Mad Rumors Leading to Secrets:
In the middle of my career, I was incarcerated in a border state hospital while trying to escape to Canada to seek asylum. In the years that followed, I was barely aware there was a survivor’s community, I was so busy scratching to survive in the economy to avoid more institutionalization.
Truthfully talking about what I had went through with anyone else during the licensing process just didn’t seem to make sense. When I initially failed at a three month trial period re-entering the clinical world after two and a half years of underemployment, those who either liked me or could sense my desperation, kept in touch by inviting me out even though I didn’t drink. Many let me know that the Mad rumor was circulating. The one professional I kept up with said she was glad when I landed on my feet. She would later admit she had been afraid I was going to end up living in a tent.

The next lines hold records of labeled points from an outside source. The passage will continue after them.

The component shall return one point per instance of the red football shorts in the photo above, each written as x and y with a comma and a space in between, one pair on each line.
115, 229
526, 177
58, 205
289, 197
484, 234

Instead of returning to homelessness, I got a solid part-time job on a medical model unit that could lead to more. I also participated in a therapy internship for Foster Care kids and went back to work at the Deli I had been underemployed in. Every other week I got a half a day off. At all three sites I started off fresh, knowing new people. I entirely faked it in all locations. Honesty and mental transparency had little to do with it.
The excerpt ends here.